The Detroit Lions are holding organizational team activities right now, and one of their latest acquisitions from Arkansas-Pine Bluff is in training.

The Detroit Lions are holding organizational team activities right now, and one of their latest acquisitions from Arkansas-Pine Bluff is in training.

The only problem is that he’s not training with the team yet.

Defensive back James Harrell signed with the Lions in time for the team’s minicamp two weekends ago, but when he arrived, he failed a physical and has not participated with the team since. He declined to say for the record why he failed the physical.

“It’s frustrating,” Harrell said Tuesday. “You play four different sports, and you get to that level — my dad played for Detroit — to actually follow my dad and play for the team he played for seven or eight years …”

But Harrell’s dream isn’t over by any means. He has a doctor’s appointment in June and is hoping to be cleared in time for Detroit’s minicamp that month.

Harrell, of Tampa Bay, Fla., is the fourth known UAPB player to sign with an NFL team as a free agent in the past two seasons, following Raymond Webber, Ibrahim Abdulai and Arthur Thomas last season. Webber, who tore his hamstring just before getting to play in Tampa Bay’s first preseason game last year, was released by the Buccaneers on May 2 and picked up by the Seattle Seahawks the next day.

“It’s great,” Webber said of the move. “It’s a blessing, if I must say myself.”

Harrell, whose father James Jr. played for Detroit from 1979-86 and for Kansas City in 1987, said he was excited about being picked up by the Lions.
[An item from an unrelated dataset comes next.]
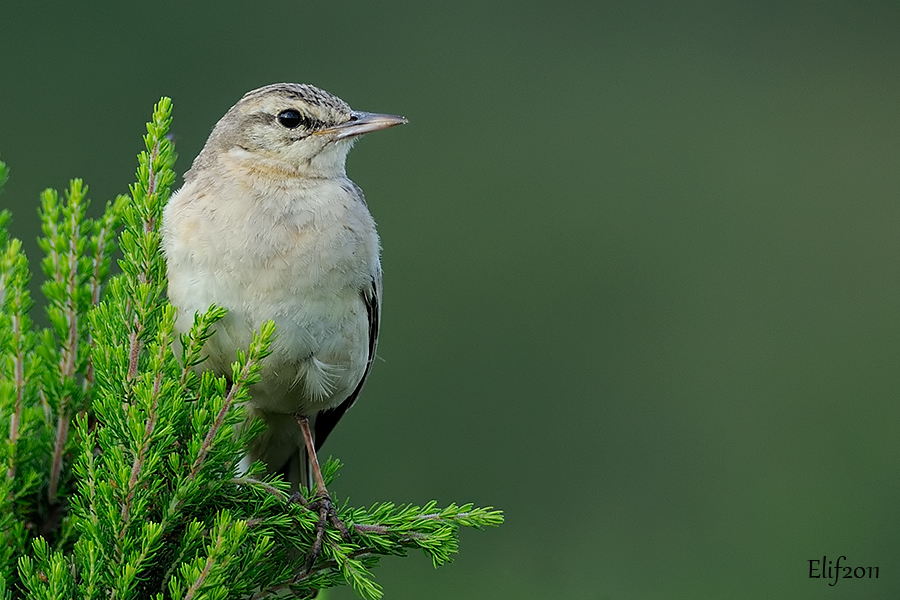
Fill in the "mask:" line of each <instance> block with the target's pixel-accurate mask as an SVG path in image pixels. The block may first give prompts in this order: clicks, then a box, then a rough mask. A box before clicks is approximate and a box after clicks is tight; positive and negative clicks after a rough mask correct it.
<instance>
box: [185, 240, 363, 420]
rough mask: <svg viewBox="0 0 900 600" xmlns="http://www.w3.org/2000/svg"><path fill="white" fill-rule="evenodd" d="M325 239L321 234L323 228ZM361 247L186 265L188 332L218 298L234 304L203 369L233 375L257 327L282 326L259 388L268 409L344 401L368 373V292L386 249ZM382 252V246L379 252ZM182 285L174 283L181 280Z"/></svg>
mask: <svg viewBox="0 0 900 600" xmlns="http://www.w3.org/2000/svg"><path fill="white" fill-rule="evenodd" d="M319 236H320V237H321V232H319ZM363 250H364V247H363V246H362V245H360V244H344V245H343V246H342V247H339V248H336V247H332V248H330V249H329V251H326V252H321V251H320V252H317V253H316V254H315V255H314V256H310V255H309V254H308V253H305V254H304V253H300V254H297V253H287V254H286V255H281V256H275V257H272V256H266V257H254V256H253V255H252V254H251V255H249V256H248V255H244V256H242V257H241V259H240V260H239V261H236V262H235V261H227V260H225V259H226V258H227V256H224V255H223V256H222V257H221V258H220V260H219V261H218V264H216V265H209V264H194V265H192V267H193V268H187V265H185V264H183V265H182V268H181V269H179V271H178V273H177V274H175V275H174V276H175V277H176V278H177V281H172V275H171V274H170V286H169V289H170V296H171V294H172V290H178V292H177V297H173V298H171V299H172V301H173V303H175V304H176V305H177V306H179V330H181V331H186V330H188V329H189V328H190V325H191V323H192V321H193V315H194V313H195V312H202V311H205V310H206V309H207V308H209V306H210V305H211V304H216V305H218V306H222V307H224V308H226V309H227V310H228V313H227V315H226V316H225V317H224V318H223V319H222V320H221V321H220V322H218V323H217V324H216V326H215V334H214V335H213V336H212V337H211V338H210V339H209V340H208V341H207V343H206V346H205V348H204V353H205V354H206V356H207V358H208V360H207V361H206V362H204V363H203V364H201V365H200V367H199V368H201V369H204V368H212V369H213V370H214V371H215V372H216V373H217V374H219V375H226V376H230V375H231V363H232V362H234V360H235V359H236V350H237V349H247V348H248V347H249V346H250V342H251V339H252V336H253V333H254V332H256V331H258V330H259V328H260V326H261V325H262V324H263V323H264V322H266V321H268V320H272V321H274V322H275V324H276V326H277V329H276V334H275V335H276V338H275V340H274V341H273V343H272V346H271V351H272V353H271V355H270V356H269V357H267V358H266V359H265V362H264V363H263V372H262V380H261V381H260V382H259V383H257V384H256V385H254V386H253V389H252V390H251V395H252V400H251V402H252V404H253V405H254V406H256V407H257V408H259V409H261V410H265V411H268V412H274V413H287V414H315V413H316V412H318V411H321V410H324V409H327V408H331V407H333V406H336V405H338V404H340V403H341V402H342V401H343V400H344V399H346V398H347V397H348V396H349V395H350V393H352V391H353V390H354V388H355V387H356V385H357V384H358V383H359V381H360V380H361V379H362V377H363V375H364V373H365V369H366V363H367V361H368V352H369V340H368V336H369V317H368V313H367V310H366V306H365V303H364V301H363V297H362V294H361V290H362V289H363V288H364V287H365V286H366V285H369V284H370V283H371V280H372V277H373V273H374V269H377V255H374V256H373V255H372V253H371V252H365V251H363ZM376 251H377V250H376ZM173 284H174V285H173Z"/></svg>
As a Golden Lion his senior season, Harrell III picked off five passes, leading UAPB.

“I was in my best shape,” he said. “I had been training since December. Since the (HBCU) All-Star Game, I had been training non-stop.”

But he’s working out now and expects to be cleared for minicamp.

The Seahawks took over Webber’s rookie contract from the Buccaneers, maybe a sign Seattle has plenty of faith in one of the Golden Lions’ best wide receivers in history.

“I’ve got an opportunity,” Webber said. “A lot of guys don’t get a chance in the NFL when you get out of one opportunity and get into another.”

But the 24 hours after he was released by Tampa Bay had Webber thinking about his future.

“All I was thinking about was that God had a plan for me,” the St. Louis native said. “Maybe He was humbling me. I was trying to keep my faith and keep my head on straight.”

He said the Bucs thought he had a good preseason camp before his injury during a drill in practice and he felt he would have made the 53-man game roster. He missed the rest of the season.

His hamstring is “getting there,” but not at 100 percent, he added.

“I won’t say I’m running like I was in pro day last year, but I can still run,” Webber said.